Qui est le film ?
Réalisé par Andy Muschietti en 2017, Ça s’inscrit dans la vague de relectures nostalgiques des années 1980 popularisée par Stranger Things. Adapté du roman-fleuve de Stephen King, il concentre l’intrigue sur la période de l’enfance, abandonnant le montage alterné entre jeunes et adultes qui structurait le livre. En surface, le film promet une redécouverte du mythe de Pennywise, figure cauchemardesque d’un clown meurtrier qui hante la ville de Derry.
Que cherche-t-il à dire ?
Sous son vernis horrifique, Ça veut parler du passage de l’enfance à l’âge adulte, de la perte de l’innocence et de la manière dont les sociétés fabriquent leurs monstres en refoulant leurs fautes. Mais le film, avec Pennywise, a surtout comme ambition de divertir.
Par quels moyens ?
Si l’on compare à l’œuvre source, le film opère des coupes et condense. Cela crée des gains et des pertes. On gagne une intensité visuelle, une économie de monstration, mais on perd les strates sociales et historiques du roman. Muschietti fait le choix de l’expérience sensorielle et émotionnelle immédiate plutôt que de la vaste fresque chronologique. C’est une orientation qui a des vertus, et qui explique aussi pourquoi certains aspects de la psychologie des personnages sont peu explorés.
Le film rend Derry vivant par des détails récurrents: la pluie qui lave sans purifier, les adultes qui regardent mais ne voient pas, la domesticité routinière qui camoufle le mal. Cette matérialité poisseuse crée une atmosphère crédible mais manque de profondeur symbolique : on comprend l’idée, elle n’évolue jamais.
Pennywise agit comme une métaphore grossie de la peur individuelle. Il s’adapte, se travestit, s’immisce. Pourtant, Muschietti le réduit souvent à un effet de mise en scène plutôt qu’à une idée incarnée. Là où King faisait du clown un symbole de la mémoire corrompue de Derry, le film se contente d’un épouvantail numérique, spectaculaire mais creux.
Les enfants du Club des Ratés fonctionnent bien sur le papier : des marginaux réunis par la peur, inventant une famille de substitution.
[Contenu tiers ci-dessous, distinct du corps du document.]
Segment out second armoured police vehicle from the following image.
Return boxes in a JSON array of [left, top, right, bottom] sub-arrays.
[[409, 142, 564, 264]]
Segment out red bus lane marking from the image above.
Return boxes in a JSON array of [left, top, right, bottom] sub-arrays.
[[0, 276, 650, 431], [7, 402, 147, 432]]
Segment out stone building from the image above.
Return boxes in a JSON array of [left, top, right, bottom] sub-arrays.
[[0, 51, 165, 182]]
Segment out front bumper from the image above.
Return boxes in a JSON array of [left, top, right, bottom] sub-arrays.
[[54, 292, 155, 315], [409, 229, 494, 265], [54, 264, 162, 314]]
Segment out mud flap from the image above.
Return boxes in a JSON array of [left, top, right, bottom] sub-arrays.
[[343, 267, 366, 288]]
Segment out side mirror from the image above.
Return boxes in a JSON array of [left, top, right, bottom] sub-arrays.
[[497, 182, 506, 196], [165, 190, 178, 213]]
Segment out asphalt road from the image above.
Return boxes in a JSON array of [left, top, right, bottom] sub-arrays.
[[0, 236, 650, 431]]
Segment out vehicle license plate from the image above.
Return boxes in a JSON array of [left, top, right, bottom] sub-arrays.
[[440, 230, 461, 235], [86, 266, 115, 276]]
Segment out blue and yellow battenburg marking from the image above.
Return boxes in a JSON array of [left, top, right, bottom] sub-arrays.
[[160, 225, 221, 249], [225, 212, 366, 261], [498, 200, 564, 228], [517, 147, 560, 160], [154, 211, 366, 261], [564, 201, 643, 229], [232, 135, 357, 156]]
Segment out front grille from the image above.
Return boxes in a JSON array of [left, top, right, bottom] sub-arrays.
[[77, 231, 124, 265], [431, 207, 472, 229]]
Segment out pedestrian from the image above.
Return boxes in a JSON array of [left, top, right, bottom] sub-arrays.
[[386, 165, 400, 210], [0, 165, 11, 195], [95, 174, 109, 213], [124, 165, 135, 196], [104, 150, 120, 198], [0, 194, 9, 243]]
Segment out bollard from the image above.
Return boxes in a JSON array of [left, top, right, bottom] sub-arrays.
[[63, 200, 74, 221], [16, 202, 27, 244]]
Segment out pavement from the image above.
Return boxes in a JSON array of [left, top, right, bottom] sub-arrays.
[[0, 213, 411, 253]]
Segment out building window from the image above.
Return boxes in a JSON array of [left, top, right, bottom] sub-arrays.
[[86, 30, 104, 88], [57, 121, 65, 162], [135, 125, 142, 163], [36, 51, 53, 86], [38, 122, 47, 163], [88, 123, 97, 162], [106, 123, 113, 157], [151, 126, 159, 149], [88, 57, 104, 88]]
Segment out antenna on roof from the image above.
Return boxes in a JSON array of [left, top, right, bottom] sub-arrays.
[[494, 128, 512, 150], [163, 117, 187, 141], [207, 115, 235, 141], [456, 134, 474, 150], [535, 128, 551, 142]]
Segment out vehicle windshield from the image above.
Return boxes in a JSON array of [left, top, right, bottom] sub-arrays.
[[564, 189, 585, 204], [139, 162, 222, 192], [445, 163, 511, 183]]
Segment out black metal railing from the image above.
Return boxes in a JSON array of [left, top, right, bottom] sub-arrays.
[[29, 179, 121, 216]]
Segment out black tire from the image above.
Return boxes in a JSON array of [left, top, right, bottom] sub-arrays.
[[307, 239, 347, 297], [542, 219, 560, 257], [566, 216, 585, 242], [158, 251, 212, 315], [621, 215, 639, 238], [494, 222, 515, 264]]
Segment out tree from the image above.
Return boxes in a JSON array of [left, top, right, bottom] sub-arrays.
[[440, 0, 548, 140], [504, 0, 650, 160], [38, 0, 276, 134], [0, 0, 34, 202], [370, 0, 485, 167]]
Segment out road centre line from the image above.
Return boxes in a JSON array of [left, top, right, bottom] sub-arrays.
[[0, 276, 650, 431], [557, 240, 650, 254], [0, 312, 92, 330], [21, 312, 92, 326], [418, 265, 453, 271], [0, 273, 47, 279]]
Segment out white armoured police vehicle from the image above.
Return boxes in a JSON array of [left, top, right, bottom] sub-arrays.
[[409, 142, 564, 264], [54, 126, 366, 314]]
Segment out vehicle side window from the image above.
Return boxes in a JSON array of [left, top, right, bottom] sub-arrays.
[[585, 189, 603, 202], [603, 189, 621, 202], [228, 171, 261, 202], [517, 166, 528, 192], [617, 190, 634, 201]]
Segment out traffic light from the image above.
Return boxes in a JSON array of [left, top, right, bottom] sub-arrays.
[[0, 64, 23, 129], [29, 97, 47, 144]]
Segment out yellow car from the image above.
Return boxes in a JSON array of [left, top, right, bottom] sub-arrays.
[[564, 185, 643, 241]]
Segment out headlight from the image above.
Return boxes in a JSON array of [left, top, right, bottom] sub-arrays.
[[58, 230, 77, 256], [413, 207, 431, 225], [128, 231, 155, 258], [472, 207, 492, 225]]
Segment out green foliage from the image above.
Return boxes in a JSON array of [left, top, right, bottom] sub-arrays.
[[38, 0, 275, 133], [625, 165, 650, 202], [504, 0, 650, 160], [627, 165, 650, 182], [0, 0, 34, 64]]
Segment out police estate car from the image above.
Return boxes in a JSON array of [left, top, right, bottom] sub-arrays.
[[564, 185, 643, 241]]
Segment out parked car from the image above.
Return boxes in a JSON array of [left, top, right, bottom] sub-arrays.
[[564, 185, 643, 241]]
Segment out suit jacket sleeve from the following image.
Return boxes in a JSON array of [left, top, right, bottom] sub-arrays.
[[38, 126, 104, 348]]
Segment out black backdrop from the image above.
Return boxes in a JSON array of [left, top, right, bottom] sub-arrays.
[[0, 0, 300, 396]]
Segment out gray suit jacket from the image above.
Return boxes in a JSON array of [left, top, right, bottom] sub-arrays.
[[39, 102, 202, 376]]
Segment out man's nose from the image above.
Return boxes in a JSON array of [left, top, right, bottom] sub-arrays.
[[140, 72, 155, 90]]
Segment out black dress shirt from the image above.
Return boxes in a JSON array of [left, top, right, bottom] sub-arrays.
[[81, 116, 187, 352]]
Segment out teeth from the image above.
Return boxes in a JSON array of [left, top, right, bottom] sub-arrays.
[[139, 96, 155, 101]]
Mais leur union, censée porter la force politique du récit, reste schématique. L’écriture les définit par traits rapides, les dialogues flirtent avec le cliché, et la mise en scène peine à trouver l’intimité qui rendrait leurs liens crédibles.
Les apparitions de Pennywise obéissent à un schéma répétitif : isolement, jump scare, retour au groupe. L’effet finit par s’émousser. Le rituel de la peur, censé structurer la narration, devient mécanique. Le film cède à une logique d’attraction plutôt que de tension : chaque séquence veut être le climax, au détriment du rythme organique du récit.
Visuellement, Ça exploite le sang, la boue, la blessure mais Muschietti ne creuse pas cette matière : la chair est décorative, le sang devient motif de production. L’horreur physique, pourtant promesse du genre, n’est jamais accompagnée d’un trouble moral. On sursaute seulement.
Où me situer ?
Je regarde Ça avec une frustration constante. Le film possède tous les éléments d’un grand récit, mais ne sait pas les articuler. Je relève la sincérité de certaines scènes d’amitié, la puissance conceptuelle du mythe de Pennywise. Mais je peine à croire à ce monde : tout y semble surligné, calibré, privé d’accident. Muschietti filme les émotions comme des effets spéciaux. Son cinéma manque d’impureté, de désordre, de cette respiration qui ferait exister les enfants autrement que comme fonction narrative.
Quelle lecture en tirer ?
Ça, chapitre 1 illustre à la fois la vitalité et les limites du cinéma d’horreur contemporain. Vitalité, parce qu’il comprend l’importance de la communauté, de la mémoire, de la parole. Limites, parce qu’il réduit ces idées à un langage visuel trop policé.